Thanks to technology we can stay close to distant relatives, check that a friend in difficulty is well, video call someone if we feel alone or fragile. Even keeping in touch with people we know on the other side of the globe: sometimes distances seem completely eliminated rather than shortened.
Everything happens at affordable costs, with simplified methods even for the less experienced, at any time and very quickly. Advantages that we never want to give up again, which have improved our relationships.
We are close physically, but distant mentally
The paradox is that, if technology brings us closer together in crazy ways when we are physically distant, it risks distancing us mentally when we are side by side.
Today it is very common to see people sitting at the same table, side by side on a walk or in a car or relaxing together at home, but not speaking to each other. The head is bent over the cell phone, scrolling useless timelines or even talking to others, instead of keeping each other company.
Addictions to social networks, to scrolling and time-wasting distractions, to WhatsApp and various chats, destroy the quality of our social relationships and the time spent together. We are constantly looking for friends online but we don’t pay attention to those in front of us. It is one of the worst reasons why smartphones are bad for both children and adults.
There is one imperative: in good company, your cell phone stays in your pocket. Eyes on the real world and ears on our interlocutor. Sometimes it’s worth it even if it’s a stranger, who knows if that guy in front of us in line at the post office will be nice… a whole different experience.
The impossible possibilities of technology
An unequivocal positive sign of technology is the possibility of doing things that were truly impossible before: this happens thanks to the internet, its enormous abundance and the breadth of its networks. And some of these things really represent salvation for many people.

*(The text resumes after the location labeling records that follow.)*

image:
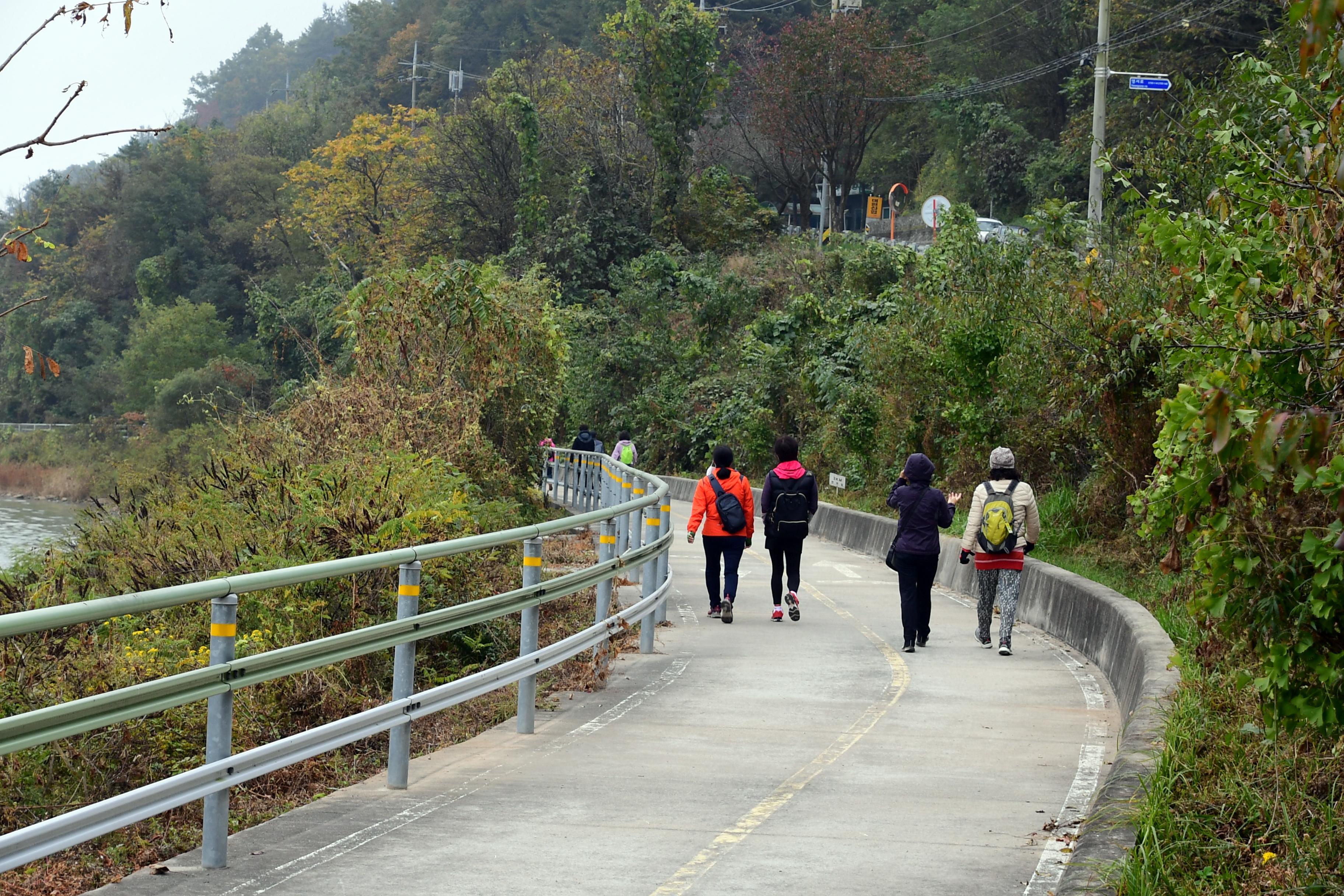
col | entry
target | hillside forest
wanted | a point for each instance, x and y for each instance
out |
(324, 323)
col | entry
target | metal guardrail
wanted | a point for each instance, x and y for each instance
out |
(634, 532)
(34, 428)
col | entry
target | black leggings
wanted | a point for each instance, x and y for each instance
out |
(917, 573)
(729, 547)
(784, 551)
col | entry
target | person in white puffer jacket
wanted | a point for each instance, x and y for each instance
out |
(1000, 554)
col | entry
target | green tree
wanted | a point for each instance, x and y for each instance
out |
(676, 77)
(167, 340)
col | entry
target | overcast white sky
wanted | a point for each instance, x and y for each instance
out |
(136, 80)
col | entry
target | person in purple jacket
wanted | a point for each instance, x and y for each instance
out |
(924, 511)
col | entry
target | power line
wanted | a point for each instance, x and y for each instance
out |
(1123, 39)
(767, 8)
(953, 34)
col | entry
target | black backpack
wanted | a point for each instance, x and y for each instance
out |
(790, 514)
(732, 515)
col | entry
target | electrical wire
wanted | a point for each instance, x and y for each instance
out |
(953, 34)
(1126, 38)
(767, 8)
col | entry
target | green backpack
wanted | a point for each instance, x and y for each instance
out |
(998, 530)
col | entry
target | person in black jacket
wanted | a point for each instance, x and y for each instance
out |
(788, 501)
(924, 511)
(584, 441)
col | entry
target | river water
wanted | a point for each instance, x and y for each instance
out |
(30, 524)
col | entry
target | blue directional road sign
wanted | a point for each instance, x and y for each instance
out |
(1149, 84)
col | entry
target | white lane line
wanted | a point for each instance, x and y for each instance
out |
(668, 676)
(281, 874)
(847, 571)
(1092, 755)
(953, 597)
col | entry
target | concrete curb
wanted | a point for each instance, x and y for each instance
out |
(1117, 634)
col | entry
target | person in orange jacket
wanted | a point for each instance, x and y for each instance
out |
(725, 538)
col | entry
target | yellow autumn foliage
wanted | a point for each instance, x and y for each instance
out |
(358, 198)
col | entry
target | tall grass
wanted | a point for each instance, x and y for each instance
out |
(30, 480)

Who lives in difficult contexts, for example, can find an escape from their difficulties or even therapeutic support. Those who feel trapped by few opportunities can use the internet to learn a lot of culture. Those with limited financial resources can find an enormous amount of free things to do online, to entertain themselves.
And above all, many can form relationships that would otherwise be impossible: friends from other countries, people who share the same passions as us or solidarity help that brings us out of the darkness. Furthermore, over time, many of these digital relationships can become physical, real, human.
The stress of perpetual reachability
The last negative point is the excess of social relations with technology. Sometimes we are too busy trying to be contactable at any time: to give help, for emergencies, to maintain good relationships, even for work. All right reasons, but when put together they generate precisely that excess.
Always being reachable is very stressful. It pushes us to always be on the alert, always ready to react to the stimulus of the notification or phone call. It means never being alone, while carving out a few moments for yourself is important. To relax, to reorganize your thoughts, to enjoy the silence.
Remember, “unplugging” is essential. To avoid stress and technology burnout, make things clear with loved ones and even with work: when you are not reachable it is for a good reason, that is, to preserve your health and well-being.